A RAINHA (VERÔNICA REIS), esposa do REI VENCESLAU, está ciente dos planos de PAI UBU, por meio de um sonho, e tenta, em vão, alertar o marido para o perigo iminente que corre e que tomasse cuidado com o PAI UBU. O REI, porém, não lhe deu atenção.
 
Durante a tal revista à tropa, ocorre o plano de conspiração, quando PAI UBU e o CAPITÃO BORDADURA, com seus homens, dão cabo do REI, roubando-lhe a coroa e matando a ele e a dois de seus três filhos, BOLESLAU e LADISLAU.
 
BUGERLAU (TIAGO HERZ), o filho sobrevivente, e sua mãe, a RAINHA, acabam escapando do ataque e se refugiando em uma caverna, nas montanhas. Lá, ela acaba morrendo e BUGERLAU é visitado pelo fantasma do pai, clamando por vingança.
 
Enquanto isso, PAI UBU conquista a simpatia do povo, com uma política de “pão e circo”, contudo isso dura pouco e o REI UBU revela seu lado tirano e sanguinário, condenando à morte a todos os que não concordam com ele, da Família Real ao povo comum, passando pelos ministros, políticos, membros das finanças e magistrados. São todos atirados a um misterioso alçapão, que lhes reserva uma morte enigmática.
 
REI UBU não cumpre a promessa feita ao CAPITÃO BORDADURA e o prende. Este, entretanto, consegue escapar de sua prisão e se rebela contra o tirano UBU.
 
 
 
 
Logo, o regime totalitário do novo REI UBU passa a apresentar problemas. Cai-lhe a popularidade e aprovação, como monarca. Enquanto isso, MÃE UBU conspira, secretamente, para tomar posse do tesouro do REI. Conspiração sobre conspiração.
 
PAI UBU é, então, ludibriado pelo CAPITÃO BORDADURA, que se alia ao czar da Rússia, e acaba destronado, refugiando-se em uma caverna na Lituânia.
 
Coincidentemente, MÃE UBU acaba se refugiando na mesma caverna e, na escuridão do lugar, se passa por um fantasma e convence PAI UBU a perdoar suas roubalheiras, porém este acaba por descobrir, a tempo, os planos da audaciosa MÃE UBU.
 
BUGERLAU chega à caverna, com seus soldados, e encurrala PAI e MÃE UBU, os quais, astutamente, acabam conseguindo fugir.
 
A peça termina num final aberto, com PAI UBU e os seus poucos seguidores fugindo para a França, em um barco.
 
 

 





O texto teve, como embrião, uma outra peça, “Os Poloneses”, que ALFRED JARRY escreveu, aos 15 anos de idade, para satirizar o aspecto rude, grotesco e grosseiro de um professor de Física do jovem JARRY. A peça aqui analisada foi escrita e apresentada em 1896, numa época em que os temas abordados eram pouco aceitáveis, assim como a linguagem nela empregada, cheia de palavrões, o que fez com que a peça, ao que parece, batesse o recorde de menos tempo em cartaz: apenas duas apresentações. Provocou reações de protesto e indignação da audiência, formada pelos membros mais importantes da sociedade local.

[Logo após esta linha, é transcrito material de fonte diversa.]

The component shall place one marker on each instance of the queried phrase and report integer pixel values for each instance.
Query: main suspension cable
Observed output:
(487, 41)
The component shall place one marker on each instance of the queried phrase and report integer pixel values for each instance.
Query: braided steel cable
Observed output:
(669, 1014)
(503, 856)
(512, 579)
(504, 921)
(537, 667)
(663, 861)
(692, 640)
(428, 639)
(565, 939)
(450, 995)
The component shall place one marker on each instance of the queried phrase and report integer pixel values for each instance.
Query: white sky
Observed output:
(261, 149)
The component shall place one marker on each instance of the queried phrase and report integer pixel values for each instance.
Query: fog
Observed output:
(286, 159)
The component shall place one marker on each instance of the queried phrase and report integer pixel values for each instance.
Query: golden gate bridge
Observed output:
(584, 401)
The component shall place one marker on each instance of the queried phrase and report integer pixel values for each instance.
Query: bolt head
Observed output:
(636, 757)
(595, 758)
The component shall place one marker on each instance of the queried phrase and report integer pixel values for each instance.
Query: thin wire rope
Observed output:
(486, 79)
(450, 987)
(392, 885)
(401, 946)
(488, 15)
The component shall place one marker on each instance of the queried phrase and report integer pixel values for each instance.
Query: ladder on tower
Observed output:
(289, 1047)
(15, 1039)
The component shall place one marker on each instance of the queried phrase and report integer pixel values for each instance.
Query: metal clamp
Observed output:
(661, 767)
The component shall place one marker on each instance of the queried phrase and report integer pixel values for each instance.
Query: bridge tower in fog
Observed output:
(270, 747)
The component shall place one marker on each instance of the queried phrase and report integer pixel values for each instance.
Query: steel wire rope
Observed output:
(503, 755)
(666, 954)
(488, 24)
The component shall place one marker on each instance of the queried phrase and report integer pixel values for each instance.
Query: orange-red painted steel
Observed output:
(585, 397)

É considerado um clássico da comédia universal e seu autor, um ícone do Teatro Moderno, tendo influenciado movimentos que viriam a seguir, como o Surrealismo, o Dadaísmo e o Teatro do Absurdo.
 
 
Alfred Jarry.


Podemos dizer que, como um polvo, a peça tem um tentáculo no “non sense”, outro no escracho; mais um na contemporaneidade; outro mais no inexplicável...

São facilmente reconhecidas, no texto, referências a clássicos da literatura dramática universal, principalmente escritos por Shakespeare, como “MacBeth”, “Hamlet” e “Rei Lear”.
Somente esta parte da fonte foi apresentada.